Instantaneous Axis Of Rotation

Let a Cartesian coordinate system be attached to a rigid body, say with its origin at the center of gravity of that body. Then, because the body is rigid, any movement of the coordinate system will perserve the length of the base vectors and the right angles between them. That is: any movement with respect to the bodies' origin is described by an orthogonal matrix (with positive determinant, because volumes are preserved as well). Such movements are commonly called rotations.

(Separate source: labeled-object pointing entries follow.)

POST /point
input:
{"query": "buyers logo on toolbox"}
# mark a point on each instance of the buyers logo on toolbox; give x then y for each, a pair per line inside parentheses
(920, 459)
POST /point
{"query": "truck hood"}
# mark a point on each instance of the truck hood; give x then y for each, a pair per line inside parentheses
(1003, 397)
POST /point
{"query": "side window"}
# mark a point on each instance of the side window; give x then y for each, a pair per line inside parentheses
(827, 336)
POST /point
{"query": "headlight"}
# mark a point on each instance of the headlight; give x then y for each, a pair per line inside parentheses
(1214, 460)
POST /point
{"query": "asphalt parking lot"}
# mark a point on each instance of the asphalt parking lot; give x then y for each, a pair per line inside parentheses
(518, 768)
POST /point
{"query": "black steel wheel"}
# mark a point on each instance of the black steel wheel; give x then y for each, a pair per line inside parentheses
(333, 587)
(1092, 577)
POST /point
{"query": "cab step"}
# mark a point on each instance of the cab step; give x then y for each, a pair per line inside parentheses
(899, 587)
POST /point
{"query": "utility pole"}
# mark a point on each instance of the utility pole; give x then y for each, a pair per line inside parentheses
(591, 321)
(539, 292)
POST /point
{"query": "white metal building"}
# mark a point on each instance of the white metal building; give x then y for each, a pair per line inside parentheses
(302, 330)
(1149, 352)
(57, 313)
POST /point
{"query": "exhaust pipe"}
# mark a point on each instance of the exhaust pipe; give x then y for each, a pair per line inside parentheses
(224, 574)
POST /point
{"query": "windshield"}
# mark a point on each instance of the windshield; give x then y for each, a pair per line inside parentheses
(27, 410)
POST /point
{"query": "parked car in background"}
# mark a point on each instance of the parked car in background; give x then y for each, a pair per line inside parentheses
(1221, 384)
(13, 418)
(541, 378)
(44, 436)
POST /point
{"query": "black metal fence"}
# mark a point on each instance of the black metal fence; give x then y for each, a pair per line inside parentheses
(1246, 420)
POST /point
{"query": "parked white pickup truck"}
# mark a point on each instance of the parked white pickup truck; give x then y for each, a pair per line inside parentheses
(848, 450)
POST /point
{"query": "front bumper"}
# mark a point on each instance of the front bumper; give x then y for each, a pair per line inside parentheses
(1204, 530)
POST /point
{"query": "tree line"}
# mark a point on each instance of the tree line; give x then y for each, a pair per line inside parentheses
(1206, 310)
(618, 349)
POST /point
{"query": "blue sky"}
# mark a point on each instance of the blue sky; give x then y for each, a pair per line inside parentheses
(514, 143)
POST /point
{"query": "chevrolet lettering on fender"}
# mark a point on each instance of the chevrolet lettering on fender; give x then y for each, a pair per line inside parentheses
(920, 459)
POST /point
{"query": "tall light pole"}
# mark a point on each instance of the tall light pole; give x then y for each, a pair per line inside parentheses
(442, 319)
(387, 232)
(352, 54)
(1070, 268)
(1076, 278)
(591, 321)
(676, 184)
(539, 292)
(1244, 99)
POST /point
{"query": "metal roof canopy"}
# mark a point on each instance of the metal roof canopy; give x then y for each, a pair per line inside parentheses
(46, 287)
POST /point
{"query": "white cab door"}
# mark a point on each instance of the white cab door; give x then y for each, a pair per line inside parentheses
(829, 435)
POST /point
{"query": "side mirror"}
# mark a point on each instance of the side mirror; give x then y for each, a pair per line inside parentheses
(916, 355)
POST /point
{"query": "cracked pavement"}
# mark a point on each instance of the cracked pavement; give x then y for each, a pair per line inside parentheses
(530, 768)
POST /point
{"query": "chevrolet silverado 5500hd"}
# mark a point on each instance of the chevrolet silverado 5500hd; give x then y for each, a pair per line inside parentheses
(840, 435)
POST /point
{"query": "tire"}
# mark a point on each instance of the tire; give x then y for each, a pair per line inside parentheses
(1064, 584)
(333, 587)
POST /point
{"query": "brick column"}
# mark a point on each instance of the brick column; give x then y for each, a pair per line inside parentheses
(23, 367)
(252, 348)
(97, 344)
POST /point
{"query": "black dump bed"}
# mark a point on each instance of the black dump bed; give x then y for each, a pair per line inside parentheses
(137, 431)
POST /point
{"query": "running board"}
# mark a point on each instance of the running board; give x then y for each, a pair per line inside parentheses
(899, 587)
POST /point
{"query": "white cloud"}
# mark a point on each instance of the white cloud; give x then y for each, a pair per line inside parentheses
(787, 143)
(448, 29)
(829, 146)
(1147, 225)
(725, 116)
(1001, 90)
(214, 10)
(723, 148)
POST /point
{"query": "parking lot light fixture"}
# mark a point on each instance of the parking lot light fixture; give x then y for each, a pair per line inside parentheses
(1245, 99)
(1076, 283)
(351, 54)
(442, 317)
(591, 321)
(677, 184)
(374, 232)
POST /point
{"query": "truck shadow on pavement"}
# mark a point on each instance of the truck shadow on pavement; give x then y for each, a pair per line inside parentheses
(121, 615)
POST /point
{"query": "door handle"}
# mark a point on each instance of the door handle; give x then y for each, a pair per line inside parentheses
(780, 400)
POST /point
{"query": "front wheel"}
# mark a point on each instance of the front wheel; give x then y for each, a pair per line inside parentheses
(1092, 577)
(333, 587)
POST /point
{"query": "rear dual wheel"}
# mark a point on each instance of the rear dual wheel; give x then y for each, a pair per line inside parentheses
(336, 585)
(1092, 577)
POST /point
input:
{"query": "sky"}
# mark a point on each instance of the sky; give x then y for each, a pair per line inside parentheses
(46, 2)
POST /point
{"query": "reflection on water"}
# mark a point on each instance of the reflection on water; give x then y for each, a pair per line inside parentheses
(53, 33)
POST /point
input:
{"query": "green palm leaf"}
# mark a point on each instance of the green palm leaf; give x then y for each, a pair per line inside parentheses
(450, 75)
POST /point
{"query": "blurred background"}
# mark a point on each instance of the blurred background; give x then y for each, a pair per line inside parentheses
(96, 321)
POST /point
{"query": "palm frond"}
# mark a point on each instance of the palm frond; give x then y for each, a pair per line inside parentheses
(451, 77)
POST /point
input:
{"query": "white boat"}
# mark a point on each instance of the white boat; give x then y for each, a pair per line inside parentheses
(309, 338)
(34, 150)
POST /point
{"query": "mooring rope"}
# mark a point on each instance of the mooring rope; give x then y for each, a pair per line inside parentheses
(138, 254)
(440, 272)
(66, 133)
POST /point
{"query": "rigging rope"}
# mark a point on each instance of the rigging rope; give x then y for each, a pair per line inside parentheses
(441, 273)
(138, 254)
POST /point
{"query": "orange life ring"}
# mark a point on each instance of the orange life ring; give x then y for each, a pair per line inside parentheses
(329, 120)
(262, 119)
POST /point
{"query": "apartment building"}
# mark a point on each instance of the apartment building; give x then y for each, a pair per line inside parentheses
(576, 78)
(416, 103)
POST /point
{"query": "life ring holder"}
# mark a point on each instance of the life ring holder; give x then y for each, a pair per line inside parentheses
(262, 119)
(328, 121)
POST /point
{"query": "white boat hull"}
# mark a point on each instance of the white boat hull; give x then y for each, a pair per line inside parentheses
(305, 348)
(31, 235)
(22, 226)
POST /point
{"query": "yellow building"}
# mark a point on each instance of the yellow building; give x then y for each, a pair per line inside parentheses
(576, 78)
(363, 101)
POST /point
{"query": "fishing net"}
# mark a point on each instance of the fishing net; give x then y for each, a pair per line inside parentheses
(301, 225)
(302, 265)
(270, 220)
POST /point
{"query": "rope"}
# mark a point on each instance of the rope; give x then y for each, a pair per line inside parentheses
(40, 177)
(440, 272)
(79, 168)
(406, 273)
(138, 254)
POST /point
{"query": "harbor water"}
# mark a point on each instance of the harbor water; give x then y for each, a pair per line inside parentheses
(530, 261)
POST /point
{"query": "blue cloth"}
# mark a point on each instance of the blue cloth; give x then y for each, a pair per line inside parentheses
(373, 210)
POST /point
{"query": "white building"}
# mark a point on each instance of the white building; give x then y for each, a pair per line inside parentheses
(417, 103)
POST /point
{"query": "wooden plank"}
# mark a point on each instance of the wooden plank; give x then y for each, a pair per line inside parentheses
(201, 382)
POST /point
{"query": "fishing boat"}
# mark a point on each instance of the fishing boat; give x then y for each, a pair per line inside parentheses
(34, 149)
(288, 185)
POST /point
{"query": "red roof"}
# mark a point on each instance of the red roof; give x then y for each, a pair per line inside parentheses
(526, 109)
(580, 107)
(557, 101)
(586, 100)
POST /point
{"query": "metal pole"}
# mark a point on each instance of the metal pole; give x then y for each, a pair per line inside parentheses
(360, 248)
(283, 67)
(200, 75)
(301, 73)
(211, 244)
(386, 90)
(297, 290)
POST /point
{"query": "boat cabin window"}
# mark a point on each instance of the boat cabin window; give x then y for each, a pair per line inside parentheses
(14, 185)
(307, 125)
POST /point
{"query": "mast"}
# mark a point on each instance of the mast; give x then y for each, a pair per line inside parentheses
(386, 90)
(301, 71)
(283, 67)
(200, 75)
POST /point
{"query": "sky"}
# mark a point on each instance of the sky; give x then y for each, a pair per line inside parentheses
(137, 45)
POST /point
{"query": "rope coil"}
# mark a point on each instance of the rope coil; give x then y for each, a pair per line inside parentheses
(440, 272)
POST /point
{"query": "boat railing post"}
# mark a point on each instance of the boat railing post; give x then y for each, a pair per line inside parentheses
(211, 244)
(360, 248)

Rotations in 3-D space are represented by: $$ \vec{r_1}(t) = R(t)\,\vec{r} \qquad ; \qquad \left[ \begin{array}{c} x_1 \\ y_1 \\ z_1 \end{array} \right](t) = \left[ \begin{array}{ccc} R_{11}(t) & R_{12}(t) & R_{13}(t) \\ R_{21}(t) & R_{22}(t) & R_{23}(t) \\ R_{31}(t) & R_{32}(t) & R_{33}(t) \end{array} \right] \left[ \begin{array}{c} x \\ y \\ z \end{array} \right] $$ Thus it is assumed that the vector $\vec{r}$ is a constant, $R(t)$ is a real valued orthogonal $3\times 3$ matrix and its coefficients are functions of time $t$ . Because $R$ is orthogonal, it is known that this matrix times its transpose is equal to the identity matrix (transpose = inverse). Differentiation according to the product rule and known rules for matrix transposition then gives: $$ R(t)R^T(t) = I \quad \Longrightarrow \quad \dot{R}(t)R^T(t) + R(t)\dot{R}(t)^T = 0 \quad \Longrightarrow \quad \dot{R}(t)R^T(t) = - \left[\dot{R}(t)R^T(t)\right]^T $$ Define: $$ \Omega(t) = \dot{R}(t)R^T(t) \qquad \Longrightarrow \qquad \Omega(t) = -\Omega^T(t) $$ It can be easily shown that the $\Omega$ matrix must have the following form: $$ \left[ \begin{array}{ccc} 0 & - \omega_z & +\omega_y \\ +\omega_z & 0 & -\omega_x \\ -\omega_y & +\omega_x & 0 \end{array} \right] $$ The vector $\;\vec{\omega}$ , not at all by coincidence, is defined in such a way that: $$ \vec{\omega} = \left[ \begin{array}{c} \omega_x \\ \omega_y \\ \omega_z \end{array} \right] \quad \Longrightarrow \quad \Omega\,\vec{r} = \left[ \begin{array}{ccc} 0 & - \omega_z & +\omega_y \\ +\omega_z & 0 & -\omega_x \\ -\omega_y & +\omega_x & 0 \end{array} \right] \left[ \begin{array}{c} x \\ y \\ z \end{array} \right] = \left[ \begin{array}{c} \omega_y z - \omega_z y \\ \omega_z x - \omega_x z \\ \omega_x y - \omega_y x \end{array} \right] = \vec{\omega} \times \vec{r} $$ Where $\times$ denotes the usual cross product of two vectors. Consequently: $$ \dot{\vec{r}}_1(t) = \dot{R}(t)\vec{r} = \dot{R}(t)R^T(t)R(t)\vec{r}=\vec{\omega}(t)\times\vec{r}_1(t) $$ Thus the velocity of a vector rotating in time is a rotation of the same vector around an axis $\vec{\omega}(t)$ that itself is moving in time. Especially the fact that in the general case everything is "moving in time" makes it not very easy to comprehend conceptually.